Uptick in inflation may ease Fed’s worries about slowing US growth

Consumer prices for urban shoppers, an inflation benchmark that covers nearly 90% of the U.S. population, climbed more rapidly last month, a shift that may ease Federal Reserve concerns about a slowing economy.

The widely followed index for all goods climbed 1.8% in the 12 months through July, up 20 basis points from June, according to a report Tuesday from the U.S. Labor Department. Core inflation, which excludes food and energy bills, gained 2.2%, compared with 2.1% the month before.

The latest data from the Consumer Price Index “should provide some comfort” to the Federal Reserve’s monetary policy committee, which recently lowered short-term interest rates by 25 basis points to insulate the economy from the Trump administration’s trade war with China, said Blerina Uruçi, an economist with British lender Barclays Plc.

Still, the outlook is clouded by softness in manufacturing as well as 10% tariffs that the U.S. plans to impose Sept. 1 on Chinese imports unaffected by earlier 25% duties, she said.

As the U.S. central bank monitors inflation for the remainder of the year, “it will require a broad-based and sustained improvement in momentum across categories before being confident that the recent weakness in inflation has been overcome,” Uruçi said.

Inflation that slowed from the start of 2019 and was lagging the Fed’s goal of 2%, the level it believes will support stable economic growth, was among the reasons Chairman Jerome Powell offered when the central bank lowered interest rates in late July to a range of 2% to 2.25%.

“We continue to expect that inflation will return over time to 2%, but domestic inflation pressures remain muted, and global disinflationary pressures persist,” he told reporters afterward. “Wages are rising, but not at a pace that would put much upward pressure on inflation. We are mindful that inflation’s return to 2% may be further delayed, and that continued below-target inflation could lead to a worrisome and difficult-to-reverse downward slide.”

Economists at Charlotte, North Carolina-based Bank of America now see a 1-in-3 chance of a recession before next year’s presidential election, fueled in part by U.S. trade conflicts that have focused on China but also encompass tariffs on steel, aluminum, washing machines, and solar panels, and threatened duties on goods from cars to automobile parts and French wines.

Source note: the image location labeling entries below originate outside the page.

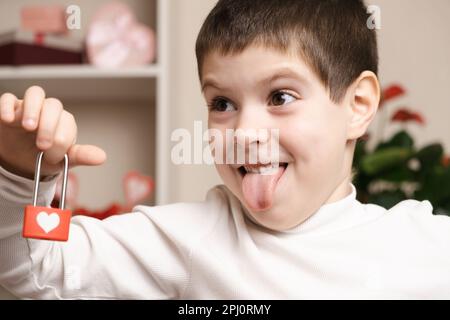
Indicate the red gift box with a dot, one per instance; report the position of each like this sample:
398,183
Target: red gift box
23,47
44,18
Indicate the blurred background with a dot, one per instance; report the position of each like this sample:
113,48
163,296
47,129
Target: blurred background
127,71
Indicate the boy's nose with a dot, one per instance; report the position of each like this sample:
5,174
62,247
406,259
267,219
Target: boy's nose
250,131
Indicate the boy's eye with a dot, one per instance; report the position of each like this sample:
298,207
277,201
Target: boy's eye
280,98
221,105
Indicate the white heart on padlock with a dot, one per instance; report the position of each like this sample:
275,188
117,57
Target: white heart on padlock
47,222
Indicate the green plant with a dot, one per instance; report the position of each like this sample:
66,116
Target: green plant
395,170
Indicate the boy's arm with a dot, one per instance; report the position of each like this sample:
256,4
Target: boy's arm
125,256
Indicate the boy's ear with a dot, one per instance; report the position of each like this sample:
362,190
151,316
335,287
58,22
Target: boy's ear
364,98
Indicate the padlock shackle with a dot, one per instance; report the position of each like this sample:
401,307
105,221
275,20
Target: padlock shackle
37,175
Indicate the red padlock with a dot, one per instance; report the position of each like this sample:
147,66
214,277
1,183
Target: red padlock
47,223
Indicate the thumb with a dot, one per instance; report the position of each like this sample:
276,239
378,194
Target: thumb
86,155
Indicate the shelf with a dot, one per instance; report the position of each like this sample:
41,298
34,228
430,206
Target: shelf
76,71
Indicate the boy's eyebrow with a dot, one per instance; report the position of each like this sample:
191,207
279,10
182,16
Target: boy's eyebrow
278,74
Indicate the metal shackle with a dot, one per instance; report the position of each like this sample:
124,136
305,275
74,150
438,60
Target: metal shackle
37,174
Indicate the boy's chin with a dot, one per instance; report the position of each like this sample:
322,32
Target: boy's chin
273,218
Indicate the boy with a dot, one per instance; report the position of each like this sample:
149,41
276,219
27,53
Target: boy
307,68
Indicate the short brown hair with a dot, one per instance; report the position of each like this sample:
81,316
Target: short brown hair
332,36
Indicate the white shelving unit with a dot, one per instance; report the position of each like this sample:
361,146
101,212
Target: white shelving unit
146,85
76,71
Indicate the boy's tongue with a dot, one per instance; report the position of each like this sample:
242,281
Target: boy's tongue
258,189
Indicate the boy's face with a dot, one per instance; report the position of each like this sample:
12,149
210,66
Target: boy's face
262,88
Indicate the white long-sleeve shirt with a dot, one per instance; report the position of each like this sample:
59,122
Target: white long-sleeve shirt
212,250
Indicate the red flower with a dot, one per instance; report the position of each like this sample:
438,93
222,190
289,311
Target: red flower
405,115
391,92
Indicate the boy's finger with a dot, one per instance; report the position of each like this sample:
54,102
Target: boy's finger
86,155
7,103
63,138
48,123
33,101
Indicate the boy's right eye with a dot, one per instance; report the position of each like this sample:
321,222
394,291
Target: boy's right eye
221,105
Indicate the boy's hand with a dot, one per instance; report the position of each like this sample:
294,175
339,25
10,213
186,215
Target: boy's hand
38,124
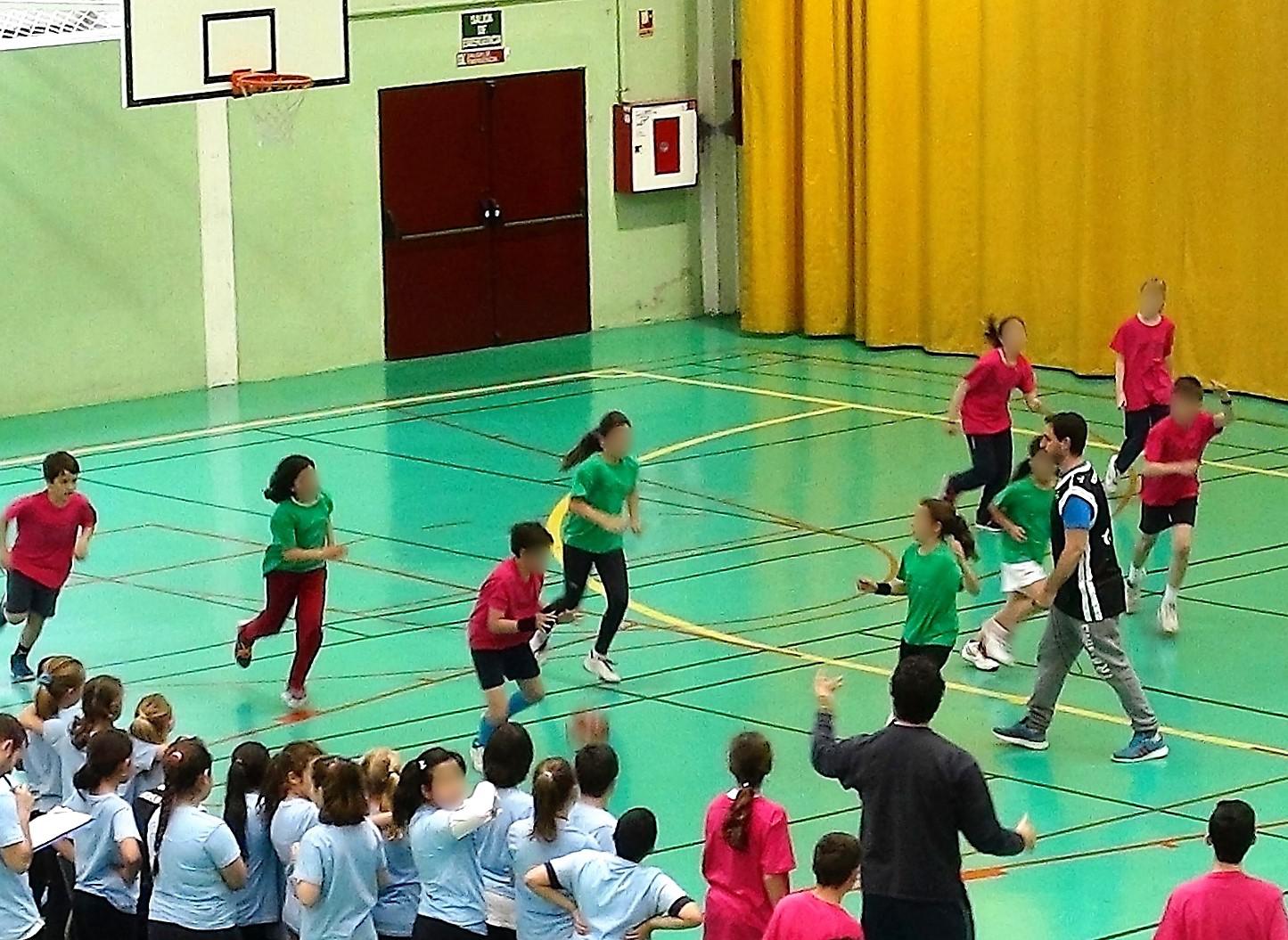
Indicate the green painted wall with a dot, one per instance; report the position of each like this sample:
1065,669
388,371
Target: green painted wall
101,219
99,246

President Trump has maintained that the strategy will ultimately yield favorable trade deals for the United States, particularly with China, the world’s second-largest economy. Businesses have long criticized the nation for forcing them to share intellectual property as a condition of doing business in the country.

“We’ve been hurt by China for 25, 30 years,” Trump told reporters last week. “Nobody has done anything about it. And we have no choice but to do what we’re doing.”

Amid pushback from businesses, however, the administration agreed Tuesday to delay tariffs planned for Sept. 1 on some goods — including video game consoles, cellphones, and certain toys — until Dec. 15.